“There is said to be one vehicle in Paestum,” remarked Uncle Jim, as they reached the little station, “and as we are not the only passengers on this train we might as well make up our minds in advance whether we shall fight for it or walk.”
“Walk,” was the unanimous response, and after checking their luggage they started up a long, dusty road. Some distance from the station an arch spanned the roadway. “It must have been part of an old town wall,” said Marion, and at the same moment a tall, short-skirted woman came toward them, carrying a large stone water jar on her head. In an instant Irma had focussed her camera, aiming it just as the woman was in the center of the arch.
“She doesn’t seem to object,” murmured Aunt Caroline. The woman was now close to them, and as she passed them she did not even deign to smile or to look at them directly.
“The Temples! The Temples!” A few minutes later Irma gave an exclamation of delight.
“How beautiful—with the view of the sea beyond,” added Aunt Caroline.
Then all stood still.
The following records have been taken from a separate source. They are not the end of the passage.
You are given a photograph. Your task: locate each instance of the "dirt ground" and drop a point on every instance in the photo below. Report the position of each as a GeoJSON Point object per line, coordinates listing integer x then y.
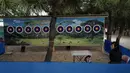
{"type": "Point", "coordinates": [38, 55]}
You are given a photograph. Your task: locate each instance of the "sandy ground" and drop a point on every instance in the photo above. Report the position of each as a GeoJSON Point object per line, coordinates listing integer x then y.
{"type": "Point", "coordinates": [38, 55]}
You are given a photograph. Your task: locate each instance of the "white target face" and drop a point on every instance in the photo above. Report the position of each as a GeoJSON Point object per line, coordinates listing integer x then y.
{"type": "Point", "coordinates": [60, 29]}
{"type": "Point", "coordinates": [69, 29]}
{"type": "Point", "coordinates": [87, 28]}
{"type": "Point", "coordinates": [28, 29]}
{"type": "Point", "coordinates": [10, 29]}
{"type": "Point", "coordinates": [19, 29]}
{"type": "Point", "coordinates": [96, 28]}
{"type": "Point", "coordinates": [37, 29]}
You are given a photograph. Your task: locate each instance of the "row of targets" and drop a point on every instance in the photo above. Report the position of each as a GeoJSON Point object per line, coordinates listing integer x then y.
{"type": "Point", "coordinates": [59, 29]}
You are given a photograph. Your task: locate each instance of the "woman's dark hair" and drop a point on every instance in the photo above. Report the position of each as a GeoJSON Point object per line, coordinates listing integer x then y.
{"type": "Point", "coordinates": [87, 57]}
{"type": "Point", "coordinates": [68, 47]}
{"type": "Point", "coordinates": [116, 45]}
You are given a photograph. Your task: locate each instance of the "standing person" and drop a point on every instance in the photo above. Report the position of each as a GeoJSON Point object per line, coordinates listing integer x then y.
{"type": "Point", "coordinates": [126, 59]}
{"type": "Point", "coordinates": [115, 54]}
{"type": "Point", "coordinates": [88, 59]}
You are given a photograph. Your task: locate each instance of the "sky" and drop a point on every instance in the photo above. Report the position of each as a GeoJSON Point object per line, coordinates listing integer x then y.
{"type": "Point", "coordinates": [76, 21]}
{"type": "Point", "coordinates": [46, 20]}
{"type": "Point", "coordinates": [20, 21]}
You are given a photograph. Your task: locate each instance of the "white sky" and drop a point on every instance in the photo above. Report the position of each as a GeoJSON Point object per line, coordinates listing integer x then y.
{"type": "Point", "coordinates": [1, 24]}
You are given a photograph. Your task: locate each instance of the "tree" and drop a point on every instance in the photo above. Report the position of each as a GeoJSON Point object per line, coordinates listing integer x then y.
{"type": "Point", "coordinates": [108, 6]}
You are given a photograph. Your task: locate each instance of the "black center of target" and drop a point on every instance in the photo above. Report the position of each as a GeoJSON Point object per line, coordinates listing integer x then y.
{"type": "Point", "coordinates": [28, 29]}
{"type": "Point", "coordinates": [10, 29]}
{"type": "Point", "coordinates": [78, 29]}
{"type": "Point", "coordinates": [87, 28]}
{"type": "Point", "coordinates": [37, 29]}
{"type": "Point", "coordinates": [69, 29]}
{"type": "Point", "coordinates": [96, 28]}
{"type": "Point", "coordinates": [19, 29]}
{"type": "Point", "coordinates": [60, 29]}
{"type": "Point", "coordinates": [46, 29]}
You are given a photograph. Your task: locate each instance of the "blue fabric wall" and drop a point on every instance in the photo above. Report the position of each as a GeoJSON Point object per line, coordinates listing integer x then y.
{"type": "Point", "coordinates": [2, 48]}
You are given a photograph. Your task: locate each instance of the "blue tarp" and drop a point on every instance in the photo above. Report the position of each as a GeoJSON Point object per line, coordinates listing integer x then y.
{"type": "Point", "coordinates": [51, 67]}
{"type": "Point", "coordinates": [107, 48]}
{"type": "Point", "coordinates": [2, 48]}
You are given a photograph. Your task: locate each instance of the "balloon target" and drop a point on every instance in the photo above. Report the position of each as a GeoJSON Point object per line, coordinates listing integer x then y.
{"type": "Point", "coordinates": [46, 29]}
{"type": "Point", "coordinates": [28, 29]}
{"type": "Point", "coordinates": [87, 29]}
{"type": "Point", "coordinates": [96, 28]}
{"type": "Point", "coordinates": [60, 29]}
{"type": "Point", "coordinates": [78, 29]}
{"type": "Point", "coordinates": [69, 29]}
{"type": "Point", "coordinates": [10, 29]}
{"type": "Point", "coordinates": [19, 29]}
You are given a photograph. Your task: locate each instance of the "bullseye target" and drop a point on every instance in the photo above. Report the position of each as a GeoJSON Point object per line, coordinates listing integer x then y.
{"type": "Point", "coordinates": [78, 29]}
{"type": "Point", "coordinates": [87, 29]}
{"type": "Point", "coordinates": [28, 29]}
{"type": "Point", "coordinates": [37, 29]}
{"type": "Point", "coordinates": [19, 29]}
{"type": "Point", "coordinates": [46, 29]}
{"type": "Point", "coordinates": [96, 28]}
{"type": "Point", "coordinates": [60, 29]}
{"type": "Point", "coordinates": [69, 29]}
{"type": "Point", "coordinates": [10, 29]}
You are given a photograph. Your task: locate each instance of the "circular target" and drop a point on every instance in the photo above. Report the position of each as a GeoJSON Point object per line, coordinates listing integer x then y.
{"type": "Point", "coordinates": [78, 29]}
{"type": "Point", "coordinates": [69, 29]}
{"type": "Point", "coordinates": [60, 29]}
{"type": "Point", "coordinates": [19, 29]}
{"type": "Point", "coordinates": [28, 29]}
{"type": "Point", "coordinates": [10, 29]}
{"type": "Point", "coordinates": [45, 29]}
{"type": "Point", "coordinates": [96, 28]}
{"type": "Point", "coordinates": [87, 29]}
{"type": "Point", "coordinates": [37, 29]}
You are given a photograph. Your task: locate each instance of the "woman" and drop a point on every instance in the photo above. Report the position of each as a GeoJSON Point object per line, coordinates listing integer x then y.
{"type": "Point", "coordinates": [126, 59]}
{"type": "Point", "coordinates": [115, 54]}
{"type": "Point", "coordinates": [88, 59]}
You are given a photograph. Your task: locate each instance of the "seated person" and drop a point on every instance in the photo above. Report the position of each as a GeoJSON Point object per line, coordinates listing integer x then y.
{"type": "Point", "coordinates": [115, 54]}
{"type": "Point", "coordinates": [88, 59]}
{"type": "Point", "coordinates": [126, 58]}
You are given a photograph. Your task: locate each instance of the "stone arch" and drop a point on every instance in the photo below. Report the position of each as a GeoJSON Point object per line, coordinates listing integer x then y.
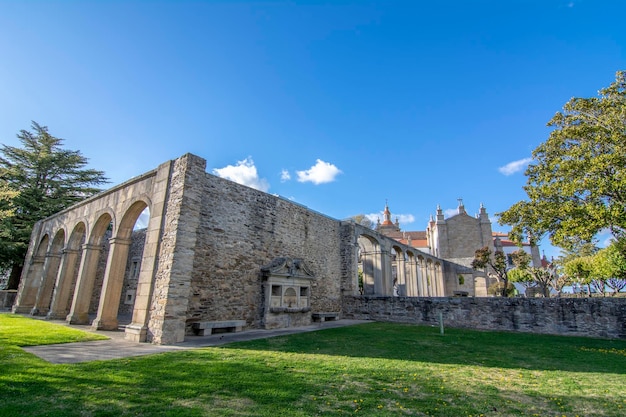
{"type": "Point", "coordinates": [429, 278]}
{"type": "Point", "coordinates": [411, 274]}
{"type": "Point", "coordinates": [113, 282]}
{"type": "Point", "coordinates": [370, 264]}
{"type": "Point", "coordinates": [90, 270]}
{"type": "Point", "coordinates": [31, 277]}
{"type": "Point", "coordinates": [422, 281]}
{"type": "Point", "coordinates": [67, 276]}
{"type": "Point", "coordinates": [398, 272]}
{"type": "Point", "coordinates": [49, 273]}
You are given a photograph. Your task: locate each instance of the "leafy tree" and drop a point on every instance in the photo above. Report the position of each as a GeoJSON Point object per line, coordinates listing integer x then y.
{"type": "Point", "coordinates": [522, 277]}
{"type": "Point", "coordinates": [576, 182]}
{"type": "Point", "coordinates": [37, 180]}
{"type": "Point", "coordinates": [579, 270]}
{"type": "Point", "coordinates": [609, 269]}
{"type": "Point", "coordinates": [496, 263]}
{"type": "Point", "coordinates": [542, 277]}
Before them, with a background of blue sea and bluer sky, rose the two great temples, the largest of the three edifices that are now practically the sole remains of a once great city—Poseidonia—founded six hundred years before Christ, by colonists from Sybaris in Greece.
“Outside of Athens, there are no finer temples left standing in the world!” said Uncle Jim.
“Until I read it in my guidebook to-day, I thought one had to go to Greece to see Greek temples,” added Irma.
“Oh, there are several in Sicily,” rejoined Marion, in what Irma to herself called his “high and mighty tone,” a tone that always made her feel that he despised her lack of knowledge.
“Yes,” said Aunt Caroline, “but for those of us who are not going now to Greece or Sicily, these are worth printing on our memories. I dare say, Marion, with your exactness, you would like to walk around them and measure them to see whether they are what they are represented to be. Irma and I will content ourselves with general impressions.”
“I might verify the fact that the Temple of Neptune is one hundred and ninety-six feet long and seventy-nine feet wide, but it would be harder for me to prove without a ladder that each of the thirty-six columns is twenty-eight feet high,” responded Marion good naturedly.
“No, no,” cried Aunt Caroline, “no such uninteresting facts! All I wish to remember is the soft, mellow brown of the whole structure and its noble proportions.”